Kortom, waterbeleid moet de strijd aanbinden met woningbouw en bedrijventerreinen om haar natuurlijke plek te bevechten. Als zwakke factor kunnen de water- en veiligheidsbelangen ons inziens alleen beschermd worden door harde blauw-groene grenzen in de uiteindelijke Vijfde nota ruimtelijke ordening. Daarnaast moeten reeds geplande bouwactiviteiten in voor water belangrijke plekken een juridische harde watertoets ondergaan, en zo nodig worden afgeblazen. Ook het financiële systeem voor waterbeheer is aan modernisering toe, zonder denivellerende lastenverzwaring van de burgers.

Woordvoerder: Willem Herrebrugh 070-318 2710




Den Haag, 25 juni 2001

BIJDRAGE VAN WILLEM HERREBRUGH (PVDA) AAN HET NOTAOVERLEG WATERBELEID IN DE 21STE EEUW

"En in alle gewesten

Wordt de stem van het water

Met zijn eeuwige rampen

Gevreesd en gehoord."(Marsman)

Nederlandse watergeschiedenis in vogelvlucht

De watersnoodramp van 1953 zal zich niet snel herhalen dankzij de Deltawerken, à raison van maar liefst 28 miljard gulden. Het was nog maar twee jaar geleden dat de wereldberoemde Deltawerken voltooid zijn met de Maeslantkering. Hansje Brinkers kan zijn vingers eindelijk thuis houden, al lijden de huidige dijken sterk aan achterstallig onderhoud.
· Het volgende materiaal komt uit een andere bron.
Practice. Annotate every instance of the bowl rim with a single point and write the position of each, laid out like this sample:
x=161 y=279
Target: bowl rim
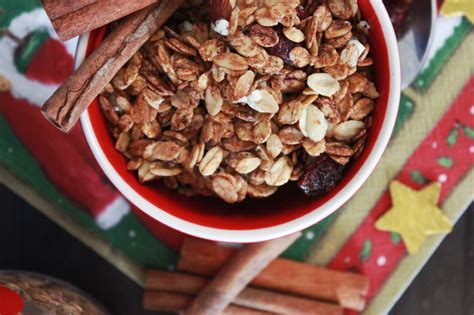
x=292 y=226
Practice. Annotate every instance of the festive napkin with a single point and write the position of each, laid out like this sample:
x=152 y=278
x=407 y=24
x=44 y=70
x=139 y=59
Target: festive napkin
x=433 y=142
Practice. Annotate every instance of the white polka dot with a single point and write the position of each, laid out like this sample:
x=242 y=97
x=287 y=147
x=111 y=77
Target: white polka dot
x=443 y=178
x=381 y=261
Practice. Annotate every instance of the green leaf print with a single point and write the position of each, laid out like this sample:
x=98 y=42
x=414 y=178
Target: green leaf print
x=445 y=162
x=366 y=250
x=417 y=177
x=395 y=237
x=452 y=137
x=469 y=132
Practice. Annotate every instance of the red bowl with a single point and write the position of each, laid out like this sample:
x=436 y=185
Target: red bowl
x=289 y=210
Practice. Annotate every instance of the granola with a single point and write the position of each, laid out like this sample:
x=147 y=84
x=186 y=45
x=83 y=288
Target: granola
x=239 y=101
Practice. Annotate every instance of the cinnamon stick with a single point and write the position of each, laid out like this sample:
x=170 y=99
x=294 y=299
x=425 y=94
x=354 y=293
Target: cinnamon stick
x=249 y=297
x=94 y=15
x=66 y=105
x=344 y=288
x=177 y=302
x=236 y=273
x=58 y=8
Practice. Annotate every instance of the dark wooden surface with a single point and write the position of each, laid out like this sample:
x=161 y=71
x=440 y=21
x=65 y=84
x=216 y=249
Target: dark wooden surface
x=30 y=241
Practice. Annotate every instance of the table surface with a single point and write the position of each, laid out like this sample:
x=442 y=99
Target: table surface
x=30 y=241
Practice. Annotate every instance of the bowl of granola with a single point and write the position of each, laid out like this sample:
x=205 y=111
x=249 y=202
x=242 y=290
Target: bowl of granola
x=245 y=121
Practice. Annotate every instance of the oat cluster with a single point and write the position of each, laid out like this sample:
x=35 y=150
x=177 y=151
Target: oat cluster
x=239 y=106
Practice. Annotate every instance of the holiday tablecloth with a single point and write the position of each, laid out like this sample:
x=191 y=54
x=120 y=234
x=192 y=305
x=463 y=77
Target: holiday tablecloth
x=433 y=141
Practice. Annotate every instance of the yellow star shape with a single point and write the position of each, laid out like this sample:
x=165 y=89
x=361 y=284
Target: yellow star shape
x=414 y=215
x=458 y=7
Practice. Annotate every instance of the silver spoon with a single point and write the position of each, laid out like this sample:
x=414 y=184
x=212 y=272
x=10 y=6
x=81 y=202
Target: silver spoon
x=414 y=44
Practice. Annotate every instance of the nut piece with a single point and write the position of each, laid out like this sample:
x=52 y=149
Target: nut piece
x=160 y=169
x=280 y=173
x=261 y=101
x=362 y=108
x=231 y=61
x=245 y=82
x=313 y=124
x=274 y=146
x=162 y=150
x=213 y=100
x=211 y=161
x=261 y=191
x=225 y=186
x=348 y=129
x=246 y=163
x=211 y=48
x=300 y=57
x=264 y=36
x=314 y=148
x=323 y=84
x=293 y=34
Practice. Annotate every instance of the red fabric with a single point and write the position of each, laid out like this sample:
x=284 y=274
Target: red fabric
x=50 y=64
x=65 y=158
x=425 y=160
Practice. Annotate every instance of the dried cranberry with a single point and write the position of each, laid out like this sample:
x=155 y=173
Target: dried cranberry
x=283 y=48
x=301 y=11
x=322 y=175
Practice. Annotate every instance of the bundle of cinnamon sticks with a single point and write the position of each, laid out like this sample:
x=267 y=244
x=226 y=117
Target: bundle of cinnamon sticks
x=141 y=19
x=281 y=287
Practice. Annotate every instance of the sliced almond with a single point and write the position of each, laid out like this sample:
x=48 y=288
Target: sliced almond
x=300 y=57
x=323 y=84
x=274 y=146
x=313 y=124
x=160 y=169
x=245 y=82
x=340 y=149
x=231 y=61
x=290 y=135
x=314 y=148
x=348 y=129
x=211 y=161
x=261 y=191
x=362 y=108
x=213 y=100
x=294 y=34
x=280 y=173
x=263 y=102
x=248 y=164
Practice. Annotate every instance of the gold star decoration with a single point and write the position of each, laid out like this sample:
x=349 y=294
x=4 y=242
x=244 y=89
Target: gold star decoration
x=459 y=7
x=414 y=215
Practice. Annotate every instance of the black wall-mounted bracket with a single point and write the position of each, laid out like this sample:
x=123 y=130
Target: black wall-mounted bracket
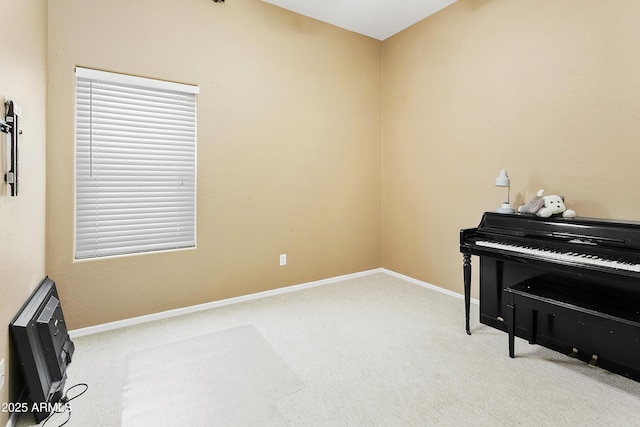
x=10 y=125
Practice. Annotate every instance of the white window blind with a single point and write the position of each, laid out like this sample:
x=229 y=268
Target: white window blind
x=135 y=164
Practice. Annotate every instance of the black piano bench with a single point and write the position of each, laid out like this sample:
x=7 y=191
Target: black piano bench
x=601 y=328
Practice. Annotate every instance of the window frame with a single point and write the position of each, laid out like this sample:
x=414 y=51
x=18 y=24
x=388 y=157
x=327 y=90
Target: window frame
x=169 y=137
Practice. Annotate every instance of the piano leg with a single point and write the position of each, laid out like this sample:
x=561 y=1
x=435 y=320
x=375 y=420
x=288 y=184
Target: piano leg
x=466 y=265
x=511 y=327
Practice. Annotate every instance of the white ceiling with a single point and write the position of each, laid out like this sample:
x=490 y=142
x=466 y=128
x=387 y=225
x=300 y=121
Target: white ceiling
x=374 y=18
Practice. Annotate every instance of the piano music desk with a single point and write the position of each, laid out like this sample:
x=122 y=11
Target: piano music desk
x=607 y=319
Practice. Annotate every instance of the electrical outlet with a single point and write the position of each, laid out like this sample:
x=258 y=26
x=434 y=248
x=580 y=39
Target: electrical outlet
x=1 y=373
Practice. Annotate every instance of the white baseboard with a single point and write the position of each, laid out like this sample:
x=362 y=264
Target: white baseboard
x=209 y=305
x=206 y=306
x=427 y=285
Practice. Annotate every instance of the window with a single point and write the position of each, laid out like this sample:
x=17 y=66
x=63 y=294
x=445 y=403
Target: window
x=135 y=164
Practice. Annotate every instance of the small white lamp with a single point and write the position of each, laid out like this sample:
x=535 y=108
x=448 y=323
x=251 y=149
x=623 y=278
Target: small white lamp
x=503 y=181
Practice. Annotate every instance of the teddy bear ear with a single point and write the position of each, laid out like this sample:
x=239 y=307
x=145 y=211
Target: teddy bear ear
x=537 y=204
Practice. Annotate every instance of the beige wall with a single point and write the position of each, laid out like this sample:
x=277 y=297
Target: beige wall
x=22 y=218
x=549 y=90
x=289 y=148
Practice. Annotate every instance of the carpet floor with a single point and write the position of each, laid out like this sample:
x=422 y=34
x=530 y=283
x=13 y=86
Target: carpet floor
x=371 y=350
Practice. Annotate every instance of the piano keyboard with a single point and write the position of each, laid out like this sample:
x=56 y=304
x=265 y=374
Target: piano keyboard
x=575 y=257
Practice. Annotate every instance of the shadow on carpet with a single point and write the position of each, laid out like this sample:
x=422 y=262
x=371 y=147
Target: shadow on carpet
x=232 y=377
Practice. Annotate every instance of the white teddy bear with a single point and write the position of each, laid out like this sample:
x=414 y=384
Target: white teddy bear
x=545 y=206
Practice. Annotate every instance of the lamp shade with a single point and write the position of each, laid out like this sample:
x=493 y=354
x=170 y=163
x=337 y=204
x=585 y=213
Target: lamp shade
x=502 y=180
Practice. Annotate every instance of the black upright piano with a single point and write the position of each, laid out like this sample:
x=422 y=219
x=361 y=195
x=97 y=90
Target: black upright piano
x=572 y=285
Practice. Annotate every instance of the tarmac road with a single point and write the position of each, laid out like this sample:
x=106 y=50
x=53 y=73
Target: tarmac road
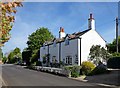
x=14 y=75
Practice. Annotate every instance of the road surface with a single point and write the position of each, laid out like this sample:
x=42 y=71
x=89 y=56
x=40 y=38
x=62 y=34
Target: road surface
x=14 y=75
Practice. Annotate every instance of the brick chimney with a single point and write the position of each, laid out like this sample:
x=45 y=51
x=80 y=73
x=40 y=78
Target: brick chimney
x=61 y=33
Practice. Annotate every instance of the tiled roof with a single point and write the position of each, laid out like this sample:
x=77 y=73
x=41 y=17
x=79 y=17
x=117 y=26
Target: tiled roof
x=70 y=36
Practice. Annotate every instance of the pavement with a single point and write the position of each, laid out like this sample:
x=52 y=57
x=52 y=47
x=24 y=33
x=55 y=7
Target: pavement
x=17 y=76
x=111 y=79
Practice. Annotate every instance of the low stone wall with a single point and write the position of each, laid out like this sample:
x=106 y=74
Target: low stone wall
x=59 y=71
Inmiddels liggen de overstromingen van de Rijn in Gelderland verser in ons geheugen, met de tienduizenden geëvacueerden. Ook de herinneringen van de buiten haar oevers getreden Maas zijn nog levend, mede gezien de honderden miljoenen aan schade(vergoedingen). Ook recente overstromingen in Groningen en het Westland leidden tot veel commotie en miljarden aan schadeclaims jegens de overheid.

Probleembeschrijving

Steeds vaker staan grote delen van het land of stadswijken blank na een paar dagen regen. Het hoogwaterpeil van de rivieren bereikt menig jaar weer een nieuwe recordstand. Dit komt onder meer door klimaatverandering en hogere aanvoeren vanuit het achterland. Dat betekent dat er meer kubieke meters water door ons huidige beheerssysteem verwerkt moeten worden, terwijl de omstandigheden daarvoor steeds ongunstiger worden. Want Nederland zakt langzaam maar zeker weg: we kantelen over de lijn Bergen op Zoom - Emmen westelijk naar beneden en komen in het oosten hoger te liggen. Dit komt deels door natuurlijke omstandigheden, maar ook door menselijk handelen: de moderne ontwateringstechnieken voor landbouw en bebouwingen en de gaswinning doen de bodem steeds verder inklinken en dus dalen.

Op dit moment merken we de gevolgen daarvan nog niet zo direct (op overstromingen zoals in 1995 in Limburg na), maar het probleem neemt toe: er komt meer water Nederland binnen dan we er in dezelfde tijd uit kunnen krijgen en de hoeveelheid neemt voortdurend toe.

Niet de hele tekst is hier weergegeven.